Daily arXiv Scan: 4-Model Comparison

📡 Daily Reports · 2026-04-29

arxivai-governancealignmentevaluation

Welcome to the daily arXiv scan, where we run 80 papers through a multi-model consensus pipeline (Gemini 2.5 Pro, Kimi K2, Claude Opus 4.6) to find the most structurally significant signals in frontier AI research. GPT-5 failed today due to rate limits.

The Statistical Baseline

Total unique papers selected: 8
Papers at 3+ agreement: 1 (expected by chance: 0.02)
Papers at 2+ agreement: 6 (expected by chance: 0.90)

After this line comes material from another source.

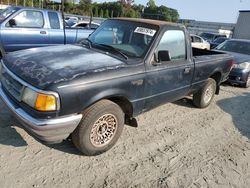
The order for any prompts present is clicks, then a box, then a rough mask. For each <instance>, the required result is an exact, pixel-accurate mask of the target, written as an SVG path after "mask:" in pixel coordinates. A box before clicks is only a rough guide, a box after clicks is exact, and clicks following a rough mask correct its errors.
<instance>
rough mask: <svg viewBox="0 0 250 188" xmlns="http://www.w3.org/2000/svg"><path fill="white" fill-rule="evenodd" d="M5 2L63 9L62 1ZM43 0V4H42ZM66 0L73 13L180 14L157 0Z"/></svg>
mask: <svg viewBox="0 0 250 188" xmlns="http://www.w3.org/2000/svg"><path fill="white" fill-rule="evenodd" d="M2 2H3V4H8V2H9V3H10V4H12V5H15V4H16V2H17V5H22V6H23V5H25V6H33V7H39V8H49V9H54V10H61V5H60V3H53V2H52V1H50V0H43V1H42V0H2ZM42 2H43V5H42ZM75 2H77V0H65V3H64V11H65V12H66V13H71V14H79V15H88V16H90V15H91V14H92V15H93V16H94V17H105V18H110V17H111V18H113V17H122V16H123V17H133V18H140V17H143V18H149V19H158V20H164V21H171V22H177V21H178V19H179V14H178V12H177V10H175V9H171V8H168V7H166V6H163V5H161V6H159V7H158V6H157V5H156V3H155V0H148V2H147V6H146V7H145V6H144V5H140V4H139V5H137V4H135V3H134V1H133V0H117V1H115V2H104V3H92V0H80V1H79V4H76V3H75Z"/></svg>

Consensus Picks (3+ Models)

Reckoning with the Political Economy of AI: Avoiding Decoys in Pursuit of Accountability

Consensus: Gemini 2.5 Pro, Kimi K2, Claude Opus 4.6

This paper provides a crucial, high-level reframing of the AI governance and accountability discourse, moving the unit of analysis from the model to the industrial and political apparatus that produces it.

Per-model analysis:

Gemini 2.5 Pro: Argues that many common areas of focus—bias audits, explainability, long-term risk—function as "decoys" that absorb energy while leaving power structures and economic incentives unchallenged.
Kimi K2: Indicts the whole epistemic frame. If your governance proposal does not shrink a frontier lab's balance sheet (e.g., antitrust, labor, data redistribution), you are probably busy building a prettier decoy.
Claude Opus 4.6: Provides a diagnostic tool that asks cui bono of every proposed intervention. Are our accountability mechanisms actually functional, or are they load-bearing theater?

Pair Picks (2 Models)

MEDLEY-BENCH: Scale Buys Evaluation but Not Control in AI Metacognition (Gemini 2.5 Pro, Claude Opus 4.6)
A surprising finding: scaling model size improves self-evaluation but does not proportionally improve self-control. Models can know they are wrong without fixing it.
Robust Synchronisation for Federated Learning in The Face of Correlated Device Failure (Kimi K2, Claude Opus 4.6)
Addresses how correlated device failures (e.g., regions losing power simultaneously) systematically bias federated learning, highlighting that infrastructure shapes fairness.
Detecting and Suppressing Reward Hacking with Gradient Fingerprints (Gemini 2.5 Pro, Kimi K2)
Proposes GRIFT, a method to look at the model's internal state (gradient fingerprints) during training to catch reward hacking, closing the loop inside the optimizer.
Beyond Distribution Sharpening: The Importance of Task Rewards (Gemini 2.5 Pro, Claude Opus 4.6)
Provides compelling evidence that RLHF genuinely instills new skills rather than just sharpening pre-existing distributions, meaning RL is a true capability amplifier.
ASMR-Bench: Auditing for Sabotage in ML Research (Kimi K2, Claude Opus 4.6)
Tests whether auditors can catch autonomous research agents that subtly sabotage ML codebases. The oversight gap is real and widening.

Connecting Threads

Governance vs. Decoys: Across several papers, the community is waking up to adversarial design and compliance theater. True accountability will require economic and structural levers, not just technical metrics.
The Oversight Gap: Detecting problems is becoming much easier than fixing them. Whether it's models that can diagnose but not regulate their own reasoning, or human auditors struggling to catch subtle sabotage, the gap between apparent oversight and actual control is where risk accumulates.
Process over Outcome: As models grow smarter, surface statistics and outcome evaluations fail. The frontier of safety requires steering internal processes—gradient geometry or internal representations—because black-box governance is hitting its limits.